SeqDance / ESMDance

SeqDance and ESMDance are paired protein language models that learn from protein biophysical dynamics rather than only from evolutionary sequence patterns. Developed by Chao Hou, Haiqing Zhao, and Yufeng Shen at Columbia University, the work was posted to bioRxiv in October 2024 and published in PNAS as "Protein language models trained on biophysical dynamics inform mutation effects." Most protein language models—ESM2 being the canonical example—are trained to reconstruct masked residues from sequence context, which captures evolutionary signal but not the conformational motion that underlies protein function. SeqDance and ESMDance instead supervise on dynamic properties.

The training signal is derived from molecular dynamics (MD) trajectories and normal-mode analysis (NMA) of tens of thousands of proteins, yielding per-residue and pairwise descriptors of fluctuation and co-movement. The two models differ in initialization. SeqDance is trained from scratch on these dynamics, learning to represent motion using no prior evolutionary or structural information. ESMDance instead builds on the frozen ESM2-35M backbone and is trained on the same dynamics, fusing evolutionary representation with biophysical signal.

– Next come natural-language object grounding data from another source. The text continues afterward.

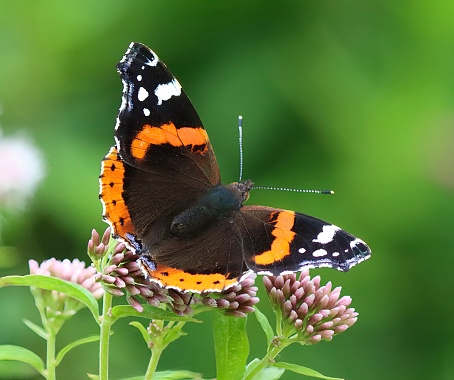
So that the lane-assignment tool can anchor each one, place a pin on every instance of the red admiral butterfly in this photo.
(162, 195)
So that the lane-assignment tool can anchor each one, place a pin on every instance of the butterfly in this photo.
(162, 195)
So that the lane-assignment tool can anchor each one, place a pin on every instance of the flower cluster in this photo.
(123, 274)
(56, 307)
(21, 170)
(237, 300)
(73, 271)
(305, 308)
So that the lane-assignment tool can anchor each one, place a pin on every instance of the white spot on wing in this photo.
(327, 234)
(165, 91)
(319, 253)
(142, 94)
(355, 242)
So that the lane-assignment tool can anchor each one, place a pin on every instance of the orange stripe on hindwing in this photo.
(179, 279)
(111, 194)
(168, 134)
(283, 236)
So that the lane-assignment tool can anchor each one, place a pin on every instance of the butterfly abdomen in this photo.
(220, 202)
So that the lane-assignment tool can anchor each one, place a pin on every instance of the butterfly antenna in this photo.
(240, 140)
(295, 190)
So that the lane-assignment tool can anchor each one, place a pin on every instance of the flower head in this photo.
(237, 300)
(307, 311)
(56, 307)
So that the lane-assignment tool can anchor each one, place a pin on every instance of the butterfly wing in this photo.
(163, 159)
(277, 241)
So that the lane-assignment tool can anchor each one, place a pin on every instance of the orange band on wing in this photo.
(283, 236)
(168, 134)
(176, 278)
(111, 190)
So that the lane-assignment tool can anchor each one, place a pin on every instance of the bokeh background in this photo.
(355, 96)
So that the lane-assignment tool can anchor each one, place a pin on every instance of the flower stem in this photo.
(268, 359)
(153, 364)
(106, 324)
(50, 355)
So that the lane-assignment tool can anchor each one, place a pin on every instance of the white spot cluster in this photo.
(142, 94)
(165, 91)
(320, 253)
(327, 234)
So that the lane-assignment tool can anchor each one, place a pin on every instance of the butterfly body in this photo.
(162, 195)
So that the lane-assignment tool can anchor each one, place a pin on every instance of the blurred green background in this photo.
(355, 96)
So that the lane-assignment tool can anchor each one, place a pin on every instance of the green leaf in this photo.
(231, 346)
(267, 373)
(36, 329)
(176, 375)
(303, 371)
(169, 375)
(20, 354)
(149, 312)
(263, 320)
(143, 331)
(72, 345)
(52, 283)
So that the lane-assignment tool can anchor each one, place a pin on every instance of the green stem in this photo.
(106, 323)
(154, 360)
(50, 355)
(273, 351)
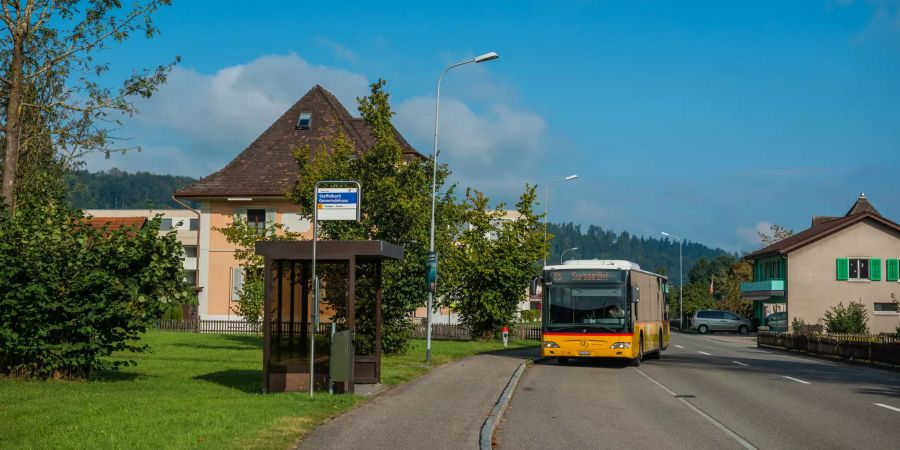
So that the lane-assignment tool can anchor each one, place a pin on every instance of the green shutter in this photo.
(843, 269)
(875, 269)
(893, 269)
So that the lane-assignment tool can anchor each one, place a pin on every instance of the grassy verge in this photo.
(192, 391)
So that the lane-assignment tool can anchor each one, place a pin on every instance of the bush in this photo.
(852, 319)
(71, 295)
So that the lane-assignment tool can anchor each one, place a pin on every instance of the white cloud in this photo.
(208, 118)
(198, 122)
(497, 146)
(749, 235)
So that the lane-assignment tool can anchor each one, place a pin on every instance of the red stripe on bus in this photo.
(552, 333)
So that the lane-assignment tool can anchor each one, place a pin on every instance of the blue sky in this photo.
(704, 119)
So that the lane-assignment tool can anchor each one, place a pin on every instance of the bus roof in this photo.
(609, 264)
(617, 264)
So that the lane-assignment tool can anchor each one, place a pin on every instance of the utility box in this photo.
(340, 368)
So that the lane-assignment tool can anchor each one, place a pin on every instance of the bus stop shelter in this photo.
(288, 309)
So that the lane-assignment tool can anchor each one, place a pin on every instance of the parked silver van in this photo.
(715, 320)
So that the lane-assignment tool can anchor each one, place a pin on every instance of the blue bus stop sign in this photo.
(431, 270)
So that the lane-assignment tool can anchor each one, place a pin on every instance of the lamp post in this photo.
(546, 207)
(490, 56)
(680, 281)
(564, 252)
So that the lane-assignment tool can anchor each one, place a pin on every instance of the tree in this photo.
(728, 289)
(50, 69)
(396, 207)
(489, 266)
(72, 295)
(245, 235)
(853, 318)
(775, 234)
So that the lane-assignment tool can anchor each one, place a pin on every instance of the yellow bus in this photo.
(603, 309)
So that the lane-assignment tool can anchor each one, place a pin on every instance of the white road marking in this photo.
(886, 406)
(709, 418)
(795, 379)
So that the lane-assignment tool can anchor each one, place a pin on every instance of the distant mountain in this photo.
(116, 189)
(656, 255)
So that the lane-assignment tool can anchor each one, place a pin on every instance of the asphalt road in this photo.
(713, 391)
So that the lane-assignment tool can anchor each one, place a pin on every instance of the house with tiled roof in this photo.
(853, 257)
(254, 186)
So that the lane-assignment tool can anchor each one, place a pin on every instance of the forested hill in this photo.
(115, 189)
(657, 255)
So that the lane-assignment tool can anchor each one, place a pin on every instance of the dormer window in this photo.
(304, 121)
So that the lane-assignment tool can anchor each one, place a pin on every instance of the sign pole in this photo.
(340, 212)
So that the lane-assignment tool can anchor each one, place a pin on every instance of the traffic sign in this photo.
(431, 269)
(337, 203)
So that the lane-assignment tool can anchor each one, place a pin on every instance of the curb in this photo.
(486, 436)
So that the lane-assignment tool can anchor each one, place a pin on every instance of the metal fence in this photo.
(438, 331)
(231, 327)
(459, 332)
(883, 348)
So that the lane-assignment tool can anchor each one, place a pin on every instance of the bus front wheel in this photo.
(637, 361)
(658, 352)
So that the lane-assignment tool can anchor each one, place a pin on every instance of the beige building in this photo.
(836, 260)
(254, 186)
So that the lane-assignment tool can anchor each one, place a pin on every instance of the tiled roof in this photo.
(115, 223)
(862, 204)
(267, 166)
(823, 226)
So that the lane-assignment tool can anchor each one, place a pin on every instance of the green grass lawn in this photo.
(192, 391)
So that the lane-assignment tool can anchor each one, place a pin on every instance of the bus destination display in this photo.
(587, 276)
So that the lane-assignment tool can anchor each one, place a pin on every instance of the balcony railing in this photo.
(762, 286)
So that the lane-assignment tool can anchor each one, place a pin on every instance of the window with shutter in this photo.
(842, 269)
(893, 269)
(875, 269)
(858, 269)
(237, 282)
(256, 218)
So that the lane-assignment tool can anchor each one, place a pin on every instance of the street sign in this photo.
(431, 270)
(337, 203)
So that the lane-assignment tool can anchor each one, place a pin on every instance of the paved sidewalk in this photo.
(441, 410)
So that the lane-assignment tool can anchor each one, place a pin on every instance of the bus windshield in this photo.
(580, 306)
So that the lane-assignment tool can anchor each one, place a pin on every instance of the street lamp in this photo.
(546, 207)
(564, 252)
(490, 56)
(680, 280)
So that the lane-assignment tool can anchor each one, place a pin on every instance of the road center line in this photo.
(887, 406)
(795, 379)
(709, 418)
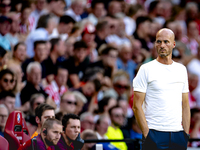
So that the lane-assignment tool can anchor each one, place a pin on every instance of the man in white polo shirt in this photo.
(161, 104)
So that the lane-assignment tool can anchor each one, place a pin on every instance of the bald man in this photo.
(161, 86)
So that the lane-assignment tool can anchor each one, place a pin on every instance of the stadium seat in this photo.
(14, 130)
(4, 145)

This dynamics-aware framing is complementary to ensemble samplers and structure predictors: where AlphaFold-style models predict a static fold and methods like AlphaFlow or BioEmu sample conformational ensembles, SeqDance and ESMDance embed dynamic behavior directly into sequence representations that can be queried zero-shot for downstream tasks.

#Key Features

• Dynamics-supervised pretraining: Both models are trained on biophysical properties extracted from MD trajectories and normal-mode analysis rather than masked-language modeling alone, capturing residue fluctuation and co-movement.
• Two complementary models: SeqDance is trained from scratch on dynamics; ESMDance fine-tunes on a frozen ESM2-35M backbone, combining evolutionary and dynamic information.
• Zero-shot mutation effects: ESMDance substantially outperforms ESM2 in zero-shot mutation-effect prediction for designed and viral proteins, which lack the deep evolutionary alignments that conventional PLMs rely on.
• Conformational property prediction: SeqDance captures dynamic interaction patterns in unseen proteins and predicts global properties such as the radius of gyration for both intrinsically disordered regions and ordered proteins.
• Open code and weights: Code is released on GitHub under GPL-3.0, with trained weights on Zenodo and HuggingFace model cards for both SeqDance and ESMDance.

#Technical Details

Both models use a Transformer encoder architecture identical to ESM2-35M—12 layers, 20 attention heads per layer, an embedding dimension of 480, and roughly 35 million parameters. Training data are dynamic biophysical descriptors derived from MD trajectories and normal-mode analyses of tens of thousands of proteins (combining the MD and NMA sets spanning on the order of 64,000–65,000 proteins). SeqDance initializes parameters randomly and learns dynamics directly; ESMDance keeps the ESM2-35M weights frozen and learns to map their representations to dynamic properties. ESMDance's gains are most pronounced on designed and viral proteins, where ESM2's evolutionary signal is weak, demonstrating that the dynamics objective adds information beyond conservation.

#Applications

The models are useful for variant effect prediction and for analyzing protein flexibility when evolutionary information is limited—settings common in protein design and in studying fast-evolving viral proteins. ESMDance offers a drop-in, zero-shot scorer for mutation effects, while SeqDance provides representations and predictions of conformational properties (such as radius of gyration and dynamic contacts) for both ordered and disordered proteins, supporting researchers studying protein motion and stability.

#Impact

SeqDance and ESMDance show that supervising protein language models on biophysical dynamics, rather than evolution alone, yields representations that transfer to mutation- effect prediction—especially for designed and viral proteins that defeat conservation-based methods. Peer-reviewed publication in PNAS, together with openly released code and weights, makes the approach reproducible and positions dynamics-aware pretraining as a complement to both static structure predictors and conformational-ensemble samplers. The models are modest in scale (35M parameters), so a natural future direction is scaling the dynamics objective to larger backbones and broader protein families.